I have ESP on my mind lately (see this post and this post). A potentially controversial paper on ESP authored by Daryl Bem and colleagues, which is forthcoming in the Journal of Personality and Social Psychology, got me wondering about an important questions about the peer-review process:
In spite of the lofty standards of top academic journals, could a paper be published that the editor, reviewers, and authors all believed was wrong?
First, for those of you who are not familiar with it, here is the essence of the peer review process:
Image used with permission from www.UnderstandingScience.org and the University of California Museum of Paleontology.
My question of whether a traditional peer-review process would be unable to reject a paper that all parties believed was false was prompted also by a colleague’s email:
Let’s say some nobody had submitted this paper and the editor hears that it took 8 years to get these effects. At that point I would ask: 8 years? why?

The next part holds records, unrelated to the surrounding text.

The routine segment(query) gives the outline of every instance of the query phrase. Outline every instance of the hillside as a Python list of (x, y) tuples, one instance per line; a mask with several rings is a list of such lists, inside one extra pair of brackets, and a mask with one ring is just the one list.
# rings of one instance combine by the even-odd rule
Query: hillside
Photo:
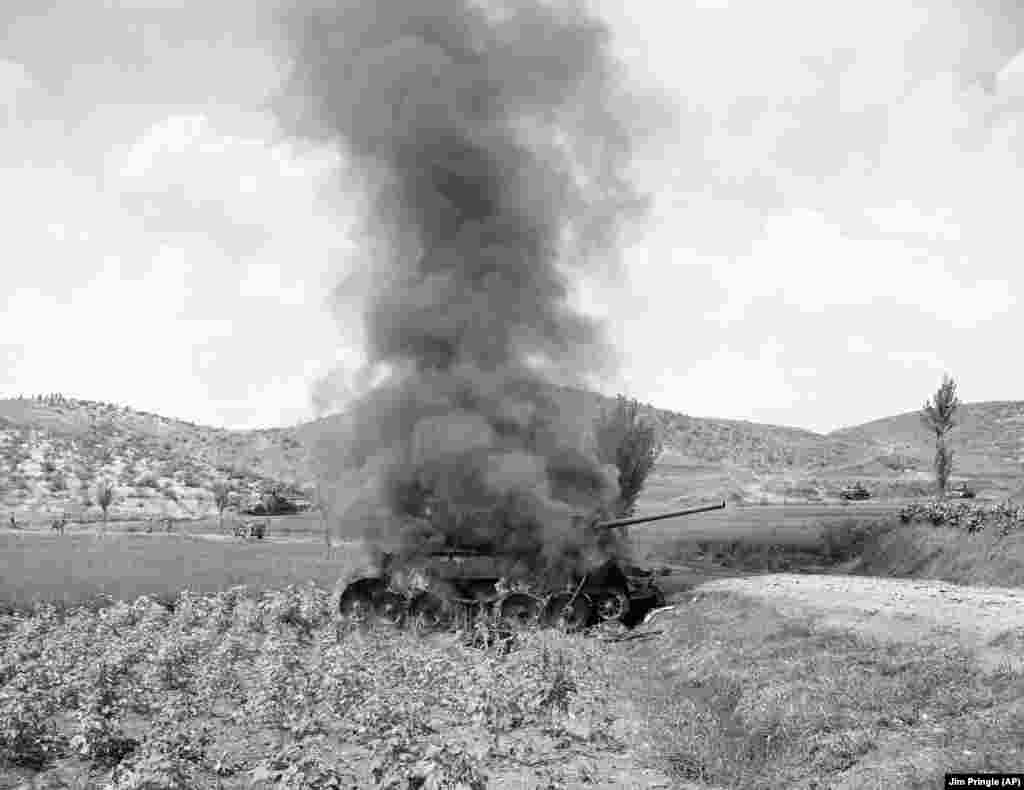
[[(580, 441), (610, 399), (558, 392)], [(914, 412), (827, 434), (741, 420), (692, 417), (644, 407), (665, 452), (642, 507), (693, 499), (816, 501), (860, 481), (877, 498), (928, 492), (932, 440)], [(209, 514), (210, 487), (229, 479), (243, 494), (270, 485), (308, 486), (307, 448), (339, 416), (289, 428), (228, 430), (66, 399), (0, 400), (0, 505), (20, 515), (98, 512), (97, 481), (117, 485), (115, 516)], [(955, 479), (982, 496), (1022, 486), (1024, 402), (968, 404), (953, 432)]]
[(60, 396), (3, 400), (0, 503), (18, 517), (95, 516), (95, 485), (108, 480), (114, 517), (205, 515), (214, 511), (218, 479), (243, 496), (299, 485), (304, 451), (293, 434), (205, 427)]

– Does it mean that there is a desk drawer full of failed studies that weren’t reported? Show me that data
– Did the person make some bad choices on how data was dropped? I would ask for a report of all data that was collected
– Did he just keep running these experiments enough times until you got a subset that worked (and then stopped running studies)?
Putting aside the ethical considerations for a moment, suppose that Bem and colleagues wanted to highlight the problem with the reliance on null hypothesis testing in the publication process (some of which are detailed here in a NYT article), and to do so, they submitted a paper that they knew was false but met common standards of the peer review process. Would the paper still be published?
(NOTE: I am using this as a thought experiment and not suggesting that this is the case.)
Assume that the paper is competently executed with regard to theoretical development and design of the studies. How could the paper be rejected?
– The reviewers and editors could believe that the effects are simply due to chance, and they could ask for the number of “failed” studies. (Or, they could ask the authors to conduct a Bayesian analysis with a strong prior against rejecting the null.) Problem: This is a non-standard practice and presents an uncommon set of constraints that other submissions are not subject to.
– The reviewers and editors could say that the effect is too small to be of practical significance. Problem: the literature is filled with studies that present small effects but authors, reviewers, and editors believe inform important theoretical questions about human behavior.
– The reviewers and editors could say that they don’t believe the results. Problem: Cutting edge scientific developments often go against intuition and previous research.
Of course, publication is not the final step in the development of new scientific knowledge. If a phenomenon is not meaningful or robust, subsequent research will fail to replicate it or will not cite the original research (and citations are an important measure of influence). Nonetheless, failures to replicate are rarely published and the citation process takes years to accomplish, and so publishing false papers wastes a lot of people’s time.